De gemeente [naam 1] (gemeente) verhuurt het multifunctionele sportcentrum [naam 8] aan [naam 9] B.V. ( [naam 9] ) en laat dat door [naam 9] exploiteren. De gemeente en [naam 9] hebben op 3 oktober 2017 een huur, beheer- en exploitatieovereenkomst (HEX) gesloten. [naam 9] betaalt huur voor de commerciële en maatschappelijke ruimtes en voor de exploitatie ontvangt [naam 9] een exploitatiebijdrage.

1.3

Met ingang van 1 juli 2012 is in werking getreden de Wet van 24 maart 2011 (Stb. 2011, nr. 162), ook wel Wet Markt en Overheid (Wet M&O) genoemd. Daarbij is in de Mededingingswet (Mw) hoofdstuk 4b ingevoegd. ACM heeft, naar aanleiding van een signaal, onderzocht en bij besluit van 16 augustus 2019 vastgesteld dat het college van burgemeester en wethouders van de gemeente [naam 1] artikel 25i, eerste lid, van de Mw heeft overtreden, omdat het niet de integrale kosten heeft doorberekend bij (onder andere) de verhuur aan [naam 9] van het sportcentrum [naam 8] (overtredingsbesluit). De rechtbank heeft bij uitspraak van 5 januari 2021 (ECLI:NL:RBROT:2021:68) het beroep van het college van burgemeester en wethouders van de gemeente [naam 1] tegen de beslissing op het bezwaar tegen dit overtredingsbesluit niet-ontvankelijk verklaard. Bij uitspraak van heden, (ECLI:NL:CBB:2022:507) heeft het College het daartegen ingestelde hoger beroep gegrond bevonden en de uitspraak van de rechtbank vernietigd en, voor zover thans van belang, het beroep tegen het in bezwaar gehandhaafde overtredingsbesluit ongegrond verklaard. Dit betekent dat het overtredingsbesluit in stand blijft.

1.4

Bij zijn besluit van 26 september 2019 (AB-besluit), waartegen het beroep bij de rechtbank was gericht, heeft appellant vastgesteld dat de verhuur en exploitatie van sportaccommodaties in de gemeente [naam 1] , waaronder sportcentrum [naam 8] , plaatsvindt in het algemeen belang als bedoeld in artikel 25h, vijfde lid, van de Mw. Appellant heeft geconcludeerd dat de omvang van de exploitatiebegroting en de niet doorberekende integrale kosten voor het sportcentrum [naam 8] niet groter zijn dan noodzakelijk om het algemeen belang te dienen (openstelling van de sportaccommodaties tegen voor gebruikers betaalbare tarieven).

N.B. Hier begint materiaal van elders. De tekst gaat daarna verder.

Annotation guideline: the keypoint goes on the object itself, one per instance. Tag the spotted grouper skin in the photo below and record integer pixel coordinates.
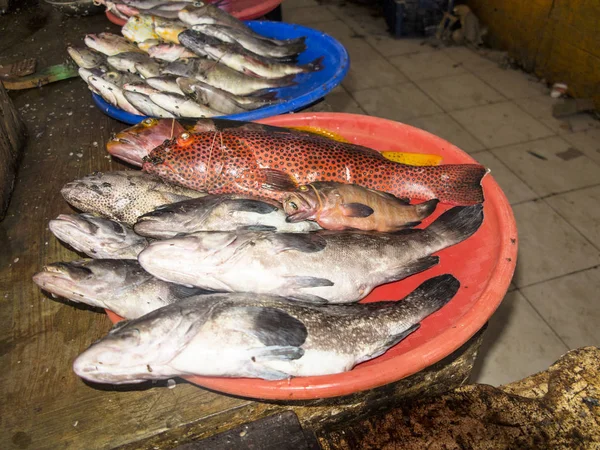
(270, 163)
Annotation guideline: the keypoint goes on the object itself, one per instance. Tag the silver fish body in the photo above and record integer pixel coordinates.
(165, 83)
(140, 87)
(320, 267)
(148, 69)
(238, 58)
(86, 58)
(119, 285)
(223, 77)
(98, 237)
(126, 62)
(112, 93)
(181, 106)
(217, 213)
(139, 28)
(241, 335)
(251, 42)
(170, 52)
(146, 106)
(110, 44)
(123, 195)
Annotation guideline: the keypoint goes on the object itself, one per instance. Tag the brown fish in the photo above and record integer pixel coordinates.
(338, 206)
(271, 163)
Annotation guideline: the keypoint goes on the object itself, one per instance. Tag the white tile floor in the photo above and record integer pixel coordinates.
(549, 169)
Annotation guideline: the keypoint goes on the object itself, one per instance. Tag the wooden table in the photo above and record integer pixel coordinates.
(43, 404)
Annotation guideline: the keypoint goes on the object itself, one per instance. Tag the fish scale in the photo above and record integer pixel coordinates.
(270, 164)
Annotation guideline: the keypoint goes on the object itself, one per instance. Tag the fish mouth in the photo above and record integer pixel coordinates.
(65, 222)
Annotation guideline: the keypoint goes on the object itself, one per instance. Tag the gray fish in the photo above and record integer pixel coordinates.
(251, 42)
(140, 87)
(146, 106)
(119, 285)
(165, 83)
(238, 58)
(242, 335)
(86, 58)
(181, 106)
(217, 213)
(98, 237)
(223, 77)
(112, 93)
(139, 28)
(204, 13)
(221, 100)
(170, 52)
(148, 69)
(126, 61)
(148, 4)
(123, 195)
(110, 44)
(320, 267)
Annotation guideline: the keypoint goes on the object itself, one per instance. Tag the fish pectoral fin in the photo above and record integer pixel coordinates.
(356, 210)
(302, 242)
(271, 326)
(419, 265)
(276, 353)
(255, 206)
(182, 292)
(302, 282)
(412, 224)
(256, 228)
(277, 180)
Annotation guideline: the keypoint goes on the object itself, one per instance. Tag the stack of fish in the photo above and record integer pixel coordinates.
(225, 264)
(202, 63)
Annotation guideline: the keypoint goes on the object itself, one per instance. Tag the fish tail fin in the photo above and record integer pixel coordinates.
(403, 317)
(460, 184)
(288, 80)
(296, 45)
(264, 95)
(425, 209)
(430, 296)
(313, 66)
(454, 226)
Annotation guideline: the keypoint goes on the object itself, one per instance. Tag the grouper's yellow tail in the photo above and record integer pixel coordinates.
(412, 159)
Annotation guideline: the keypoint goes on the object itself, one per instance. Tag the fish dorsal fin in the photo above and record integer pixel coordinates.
(270, 325)
(277, 180)
(399, 273)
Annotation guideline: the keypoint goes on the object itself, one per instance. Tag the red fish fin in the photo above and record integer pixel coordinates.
(277, 180)
(356, 210)
(425, 209)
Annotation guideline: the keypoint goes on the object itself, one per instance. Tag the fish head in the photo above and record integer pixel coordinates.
(94, 281)
(171, 160)
(141, 349)
(302, 204)
(136, 142)
(195, 14)
(85, 57)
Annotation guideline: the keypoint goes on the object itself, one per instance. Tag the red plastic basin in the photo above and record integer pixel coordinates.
(242, 9)
(484, 264)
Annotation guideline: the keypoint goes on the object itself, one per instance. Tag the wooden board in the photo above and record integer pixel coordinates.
(43, 404)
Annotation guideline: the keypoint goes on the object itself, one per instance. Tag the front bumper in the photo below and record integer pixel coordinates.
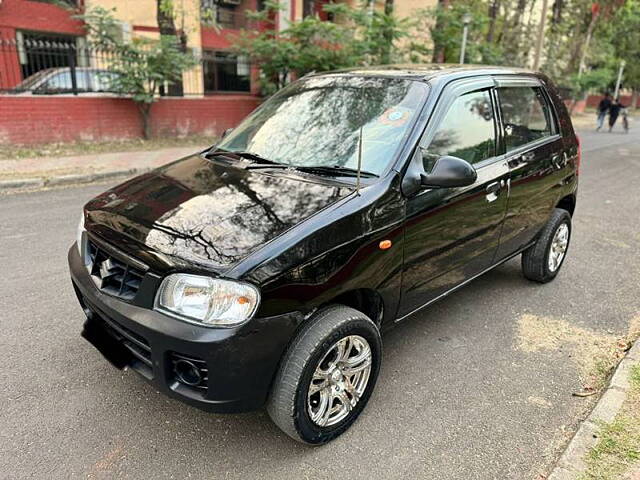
(238, 364)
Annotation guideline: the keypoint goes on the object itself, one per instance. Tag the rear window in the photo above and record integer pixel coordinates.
(526, 115)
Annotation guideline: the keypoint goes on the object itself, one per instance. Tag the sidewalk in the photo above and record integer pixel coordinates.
(607, 444)
(35, 173)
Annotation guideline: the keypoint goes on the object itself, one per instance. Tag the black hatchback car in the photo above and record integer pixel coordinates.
(262, 270)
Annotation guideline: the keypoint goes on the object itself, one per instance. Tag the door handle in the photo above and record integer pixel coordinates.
(559, 160)
(523, 159)
(494, 187)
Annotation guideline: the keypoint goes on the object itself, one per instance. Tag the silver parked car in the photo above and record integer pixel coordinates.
(58, 81)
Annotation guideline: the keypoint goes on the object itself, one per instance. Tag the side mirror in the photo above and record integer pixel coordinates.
(449, 172)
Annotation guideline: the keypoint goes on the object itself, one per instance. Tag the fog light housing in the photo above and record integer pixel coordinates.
(187, 372)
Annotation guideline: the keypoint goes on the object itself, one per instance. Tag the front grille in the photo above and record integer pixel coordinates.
(111, 275)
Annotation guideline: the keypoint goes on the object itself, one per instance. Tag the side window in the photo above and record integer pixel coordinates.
(467, 131)
(525, 114)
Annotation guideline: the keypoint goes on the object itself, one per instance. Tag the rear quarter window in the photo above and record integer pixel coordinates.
(526, 115)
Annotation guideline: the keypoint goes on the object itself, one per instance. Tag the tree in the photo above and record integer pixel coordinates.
(624, 32)
(141, 66)
(357, 37)
(165, 13)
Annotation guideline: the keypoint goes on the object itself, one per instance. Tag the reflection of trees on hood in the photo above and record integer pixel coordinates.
(240, 215)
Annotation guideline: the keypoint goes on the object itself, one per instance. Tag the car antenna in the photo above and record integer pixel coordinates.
(359, 162)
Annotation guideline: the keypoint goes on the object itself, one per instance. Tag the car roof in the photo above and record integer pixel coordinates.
(430, 71)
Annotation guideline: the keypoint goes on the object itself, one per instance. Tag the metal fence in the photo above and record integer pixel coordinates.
(70, 66)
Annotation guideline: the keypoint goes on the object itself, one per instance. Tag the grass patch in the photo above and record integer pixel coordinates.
(618, 447)
(86, 148)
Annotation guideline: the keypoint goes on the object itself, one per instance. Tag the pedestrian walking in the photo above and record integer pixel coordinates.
(614, 111)
(603, 108)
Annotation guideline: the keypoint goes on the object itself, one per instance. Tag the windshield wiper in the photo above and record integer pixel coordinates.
(264, 162)
(335, 170)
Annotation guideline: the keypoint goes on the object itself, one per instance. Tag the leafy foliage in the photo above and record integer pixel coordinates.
(356, 37)
(141, 66)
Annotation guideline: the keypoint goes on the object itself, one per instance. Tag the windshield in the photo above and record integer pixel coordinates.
(316, 122)
(30, 82)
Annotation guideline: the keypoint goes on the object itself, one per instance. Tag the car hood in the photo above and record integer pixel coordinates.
(205, 212)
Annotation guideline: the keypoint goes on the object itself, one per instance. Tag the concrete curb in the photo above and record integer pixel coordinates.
(26, 184)
(571, 463)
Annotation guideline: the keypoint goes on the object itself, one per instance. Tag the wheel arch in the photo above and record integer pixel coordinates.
(365, 300)
(568, 203)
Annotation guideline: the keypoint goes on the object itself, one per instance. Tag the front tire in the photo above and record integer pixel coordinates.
(326, 376)
(542, 261)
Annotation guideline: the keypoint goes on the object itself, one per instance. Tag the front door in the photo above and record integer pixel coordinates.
(452, 234)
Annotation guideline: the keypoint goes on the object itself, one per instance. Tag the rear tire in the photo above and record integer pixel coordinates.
(542, 261)
(333, 362)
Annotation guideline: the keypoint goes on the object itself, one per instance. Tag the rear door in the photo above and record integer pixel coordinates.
(452, 234)
(533, 149)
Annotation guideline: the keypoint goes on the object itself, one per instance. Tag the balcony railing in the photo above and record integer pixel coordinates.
(223, 16)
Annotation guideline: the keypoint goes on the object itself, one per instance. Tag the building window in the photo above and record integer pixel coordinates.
(226, 72)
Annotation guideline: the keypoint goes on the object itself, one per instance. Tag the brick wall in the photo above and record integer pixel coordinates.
(39, 16)
(36, 120)
(594, 100)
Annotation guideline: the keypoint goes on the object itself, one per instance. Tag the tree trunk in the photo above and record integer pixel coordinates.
(494, 8)
(587, 41)
(438, 48)
(388, 34)
(167, 26)
(145, 116)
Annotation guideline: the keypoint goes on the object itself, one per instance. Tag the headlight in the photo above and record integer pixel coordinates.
(207, 301)
(80, 236)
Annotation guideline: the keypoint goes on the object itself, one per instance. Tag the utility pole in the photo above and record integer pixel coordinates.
(620, 70)
(540, 42)
(466, 20)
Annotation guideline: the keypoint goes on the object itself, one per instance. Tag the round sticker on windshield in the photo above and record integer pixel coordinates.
(395, 116)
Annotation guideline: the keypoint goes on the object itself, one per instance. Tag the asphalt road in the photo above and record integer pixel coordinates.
(476, 387)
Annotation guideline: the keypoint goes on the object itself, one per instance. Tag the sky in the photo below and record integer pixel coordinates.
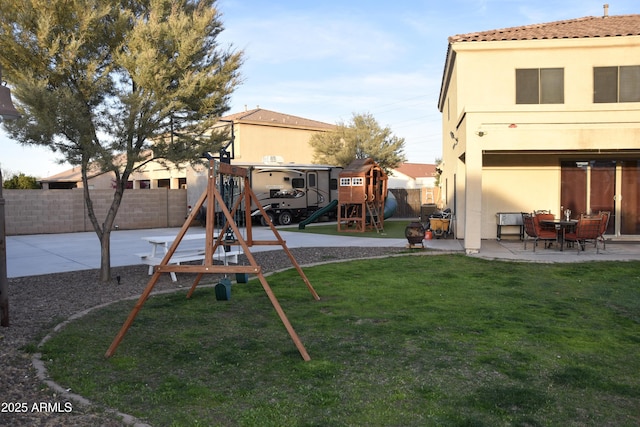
(328, 60)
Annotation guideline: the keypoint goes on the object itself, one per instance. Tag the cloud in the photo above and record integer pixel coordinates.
(290, 37)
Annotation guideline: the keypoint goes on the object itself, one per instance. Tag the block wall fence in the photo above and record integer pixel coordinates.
(64, 211)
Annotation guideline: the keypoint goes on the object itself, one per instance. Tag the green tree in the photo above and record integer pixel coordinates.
(105, 81)
(361, 138)
(21, 182)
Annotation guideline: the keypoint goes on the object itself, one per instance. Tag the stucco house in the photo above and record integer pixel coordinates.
(259, 135)
(543, 116)
(416, 175)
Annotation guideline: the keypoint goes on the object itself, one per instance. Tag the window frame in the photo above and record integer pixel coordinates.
(535, 86)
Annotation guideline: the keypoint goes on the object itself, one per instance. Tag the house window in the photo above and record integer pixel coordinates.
(616, 84)
(540, 86)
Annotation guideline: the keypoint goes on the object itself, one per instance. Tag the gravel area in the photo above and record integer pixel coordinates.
(38, 303)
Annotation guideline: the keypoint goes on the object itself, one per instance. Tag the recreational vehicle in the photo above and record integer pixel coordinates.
(287, 192)
(292, 192)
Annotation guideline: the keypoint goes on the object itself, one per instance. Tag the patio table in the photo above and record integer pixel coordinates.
(561, 226)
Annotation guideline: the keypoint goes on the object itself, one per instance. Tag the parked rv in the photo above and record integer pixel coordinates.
(292, 192)
(288, 192)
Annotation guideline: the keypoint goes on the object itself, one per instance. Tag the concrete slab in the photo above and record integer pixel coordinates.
(56, 253)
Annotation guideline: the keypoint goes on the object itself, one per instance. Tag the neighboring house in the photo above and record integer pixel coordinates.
(259, 135)
(415, 175)
(543, 116)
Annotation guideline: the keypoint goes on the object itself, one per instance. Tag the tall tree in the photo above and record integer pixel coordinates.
(21, 182)
(361, 138)
(105, 81)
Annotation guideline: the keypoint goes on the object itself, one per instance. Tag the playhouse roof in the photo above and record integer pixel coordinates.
(360, 167)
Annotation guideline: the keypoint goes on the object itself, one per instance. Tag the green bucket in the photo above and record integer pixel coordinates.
(223, 290)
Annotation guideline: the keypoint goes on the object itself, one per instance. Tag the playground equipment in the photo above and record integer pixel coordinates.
(361, 196)
(235, 179)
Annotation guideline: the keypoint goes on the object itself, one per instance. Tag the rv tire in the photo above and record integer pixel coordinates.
(285, 218)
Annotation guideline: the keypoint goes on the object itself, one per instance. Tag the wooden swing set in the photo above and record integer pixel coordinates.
(212, 197)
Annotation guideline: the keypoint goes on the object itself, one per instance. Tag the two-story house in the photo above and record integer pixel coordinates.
(543, 116)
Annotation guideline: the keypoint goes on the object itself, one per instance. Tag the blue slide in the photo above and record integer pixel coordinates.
(390, 205)
(317, 214)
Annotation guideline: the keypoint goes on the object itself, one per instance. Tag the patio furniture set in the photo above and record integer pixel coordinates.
(543, 226)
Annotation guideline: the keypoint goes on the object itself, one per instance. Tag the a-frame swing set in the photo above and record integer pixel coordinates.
(212, 196)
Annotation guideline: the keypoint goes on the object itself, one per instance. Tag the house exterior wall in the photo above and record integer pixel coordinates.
(507, 156)
(254, 142)
(64, 211)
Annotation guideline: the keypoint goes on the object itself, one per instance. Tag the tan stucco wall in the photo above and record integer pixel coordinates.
(480, 109)
(253, 142)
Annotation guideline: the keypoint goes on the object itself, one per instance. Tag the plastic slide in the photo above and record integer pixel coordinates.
(317, 214)
(390, 205)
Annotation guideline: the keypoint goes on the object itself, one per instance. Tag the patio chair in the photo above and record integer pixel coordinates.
(535, 232)
(587, 230)
(603, 227)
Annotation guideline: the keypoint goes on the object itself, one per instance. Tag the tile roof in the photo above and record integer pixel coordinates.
(417, 170)
(259, 115)
(587, 27)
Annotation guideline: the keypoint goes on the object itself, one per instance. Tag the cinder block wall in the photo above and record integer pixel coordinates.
(64, 211)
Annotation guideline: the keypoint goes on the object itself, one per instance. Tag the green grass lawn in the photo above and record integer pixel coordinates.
(443, 340)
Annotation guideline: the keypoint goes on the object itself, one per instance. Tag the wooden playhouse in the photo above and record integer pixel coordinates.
(361, 196)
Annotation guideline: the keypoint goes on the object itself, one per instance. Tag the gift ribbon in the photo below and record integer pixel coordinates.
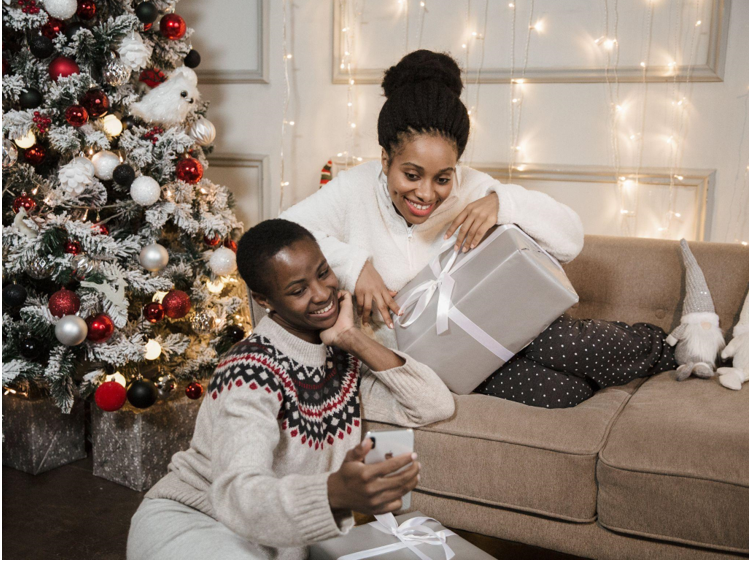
(411, 533)
(443, 284)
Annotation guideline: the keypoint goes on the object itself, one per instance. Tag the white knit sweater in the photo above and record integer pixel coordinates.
(353, 219)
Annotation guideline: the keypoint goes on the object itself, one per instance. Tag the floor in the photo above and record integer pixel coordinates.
(67, 513)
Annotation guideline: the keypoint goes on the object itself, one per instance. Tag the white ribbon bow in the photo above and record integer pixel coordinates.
(443, 284)
(409, 536)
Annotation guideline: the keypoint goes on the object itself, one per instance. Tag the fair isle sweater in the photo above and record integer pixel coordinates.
(278, 418)
(354, 220)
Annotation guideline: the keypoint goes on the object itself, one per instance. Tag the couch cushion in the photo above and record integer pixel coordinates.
(502, 453)
(675, 466)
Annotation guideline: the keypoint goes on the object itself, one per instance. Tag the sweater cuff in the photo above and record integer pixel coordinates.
(311, 511)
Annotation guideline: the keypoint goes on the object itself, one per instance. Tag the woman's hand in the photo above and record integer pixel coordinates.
(475, 220)
(371, 290)
(374, 488)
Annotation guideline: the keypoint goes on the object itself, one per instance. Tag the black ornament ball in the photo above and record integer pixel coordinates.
(235, 333)
(41, 46)
(147, 12)
(30, 348)
(123, 175)
(14, 295)
(192, 59)
(30, 98)
(142, 394)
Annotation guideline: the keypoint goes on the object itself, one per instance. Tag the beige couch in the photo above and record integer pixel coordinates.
(653, 469)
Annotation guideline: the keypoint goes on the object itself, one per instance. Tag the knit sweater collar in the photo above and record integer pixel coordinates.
(292, 346)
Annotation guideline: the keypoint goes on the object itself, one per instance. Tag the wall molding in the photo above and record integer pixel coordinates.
(261, 162)
(709, 70)
(257, 75)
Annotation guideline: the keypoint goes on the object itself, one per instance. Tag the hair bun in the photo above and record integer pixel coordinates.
(423, 66)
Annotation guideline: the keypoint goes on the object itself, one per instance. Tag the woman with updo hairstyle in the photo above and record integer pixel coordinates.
(381, 222)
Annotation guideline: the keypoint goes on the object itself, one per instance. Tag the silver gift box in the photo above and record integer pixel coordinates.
(365, 537)
(509, 289)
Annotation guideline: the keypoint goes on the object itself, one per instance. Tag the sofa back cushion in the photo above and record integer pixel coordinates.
(642, 280)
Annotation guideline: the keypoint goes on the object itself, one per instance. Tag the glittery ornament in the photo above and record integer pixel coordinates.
(189, 170)
(172, 26)
(76, 115)
(101, 327)
(176, 304)
(35, 155)
(165, 385)
(115, 71)
(23, 201)
(10, 153)
(153, 312)
(71, 330)
(62, 67)
(194, 390)
(203, 322)
(203, 131)
(73, 247)
(110, 396)
(64, 303)
(223, 261)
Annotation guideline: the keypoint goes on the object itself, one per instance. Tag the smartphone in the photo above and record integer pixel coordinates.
(389, 443)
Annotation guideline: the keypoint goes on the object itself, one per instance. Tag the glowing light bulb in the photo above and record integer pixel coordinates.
(153, 349)
(26, 141)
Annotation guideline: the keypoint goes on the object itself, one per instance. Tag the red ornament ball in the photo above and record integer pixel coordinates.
(86, 9)
(73, 247)
(153, 312)
(189, 170)
(52, 28)
(35, 155)
(101, 328)
(76, 115)
(96, 103)
(194, 390)
(212, 242)
(64, 303)
(62, 67)
(110, 396)
(23, 201)
(172, 26)
(176, 304)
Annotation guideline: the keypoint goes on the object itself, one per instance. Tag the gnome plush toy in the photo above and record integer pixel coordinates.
(170, 102)
(733, 377)
(698, 337)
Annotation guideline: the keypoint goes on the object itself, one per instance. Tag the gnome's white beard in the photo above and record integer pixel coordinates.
(702, 344)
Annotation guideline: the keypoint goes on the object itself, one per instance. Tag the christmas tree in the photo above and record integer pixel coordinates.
(118, 255)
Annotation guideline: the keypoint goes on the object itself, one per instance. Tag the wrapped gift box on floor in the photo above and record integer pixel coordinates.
(409, 536)
(133, 447)
(467, 314)
(38, 437)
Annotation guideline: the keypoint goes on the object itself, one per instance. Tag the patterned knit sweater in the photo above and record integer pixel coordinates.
(278, 418)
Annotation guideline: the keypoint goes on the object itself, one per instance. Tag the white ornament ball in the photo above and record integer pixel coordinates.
(105, 163)
(203, 131)
(223, 261)
(145, 190)
(61, 9)
(71, 330)
(154, 257)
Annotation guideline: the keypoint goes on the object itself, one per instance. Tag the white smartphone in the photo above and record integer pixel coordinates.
(389, 443)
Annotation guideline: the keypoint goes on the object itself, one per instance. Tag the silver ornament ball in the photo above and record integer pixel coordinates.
(154, 257)
(145, 190)
(223, 261)
(115, 71)
(71, 330)
(105, 163)
(202, 131)
(10, 153)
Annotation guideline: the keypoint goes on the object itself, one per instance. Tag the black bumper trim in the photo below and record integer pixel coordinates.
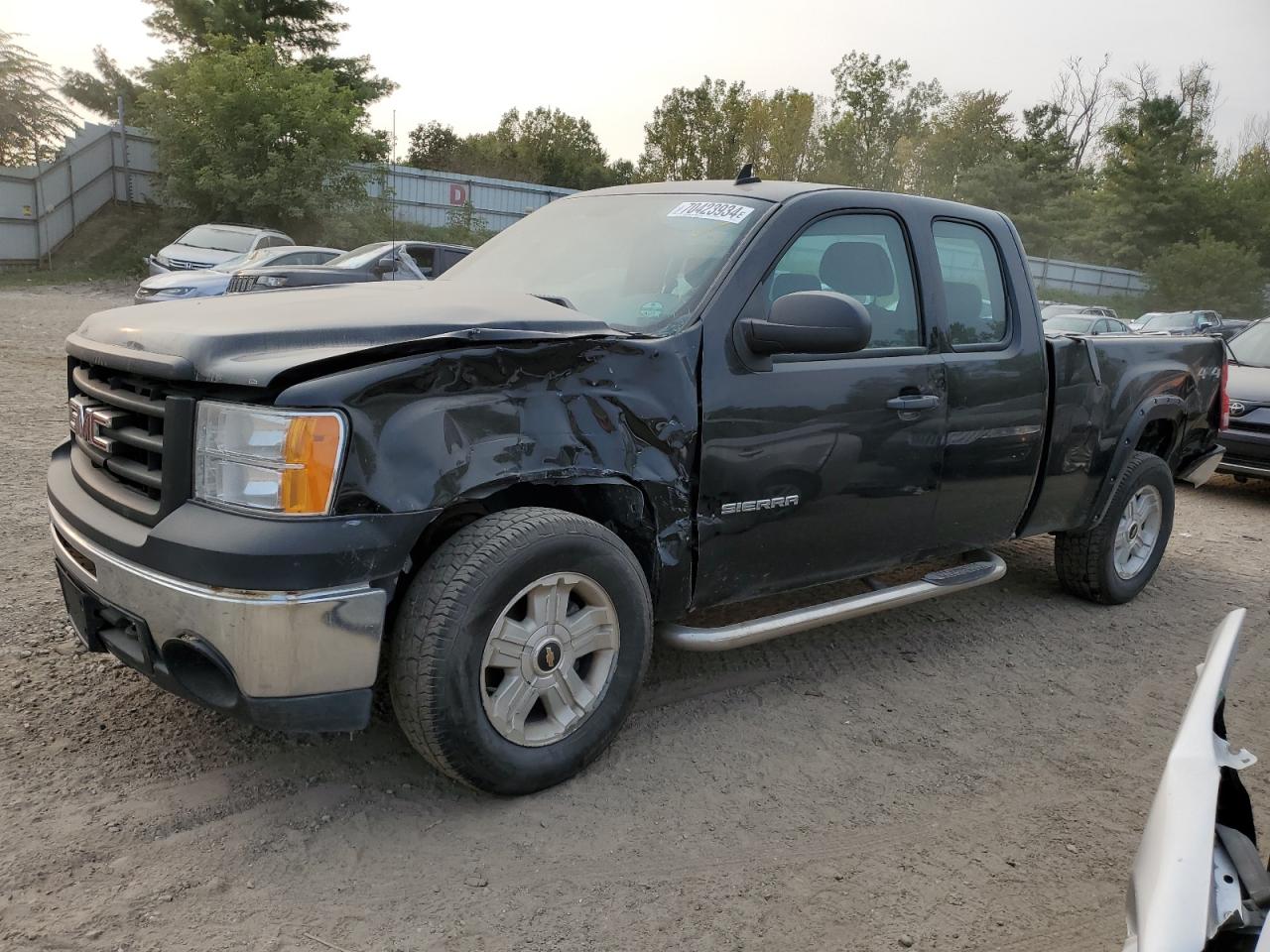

De door appellant gemaakte kosten zijn daarmee proportioneel om het door hem beoogde doel te bereiken.

Uitspraak van de rechtbank

2. De rechtbank heeft het beroep van [naam 2] gegrond verklaard en het ABbesluit vernietigd. De rechtbank heeft, voor zover voor het hoger beroep van belang, het volgende overwogen:

“4. Eiseres voert aan dat het bestreden besluit niet is voorzien van een deugdelijke, draagkrachtige motivering en dat verweerder bij de voorbereiding van het besluit onvoldoende kennis heeft vergaard omtrent de relevante feiten en de af te wegen belangen. Daartoe betoogt zij dat de gemeente onvoldoende deugdelijk heeft gemotiveerd dat de verhuur en exploitatie van sportaccommodaties diensten van algemeen belang betreffen.

Eiseres betwist dat het bestreden besluit de enige manier is om sporten en participatie in de samenleving te bevorderen. Zo biedt zij zelf een kwalitatief goed en toegankelijk sportcentrum aan en daarnaast zijn op de markt ook andere verenigingen, sporthallen en zwemfaciliteiten beschikbaar die bijdragen aan het bevorderen van participatie van verschillende doelgroepen. Volgens eiseres is er dan ook voldoende aanbod van sportactiviteiten die het gestelde algemeen belang behartigen, zodat geen sprake is van marktfalen. Om mensen met een relatief laag inkomen toegang te verschaffen tot sport is het daarnaast volgens eiseres niet noodzakelijk dat de tarieven voor alle bezoekers onder het commerciële tarief worden aangeboden. Eiseres voert verder aan dat de ACM heeft geconcludeerd dat niet aannemelijk is dat de exploitatiebijdrage een redelijke of marktconforme vergoeding is voor uitsluitend de inkomsten die [naam 9] derft vanwege de door de gemeente gestelde randvoorwaarden aan de exploitatie. Daarmee is sprake van overcompensatie en wordt kruissubsidiëring mogelijk.

5.1

In deze zaak geldt het volgende toetsingskader (ECLI:NL:CBB:2018:661).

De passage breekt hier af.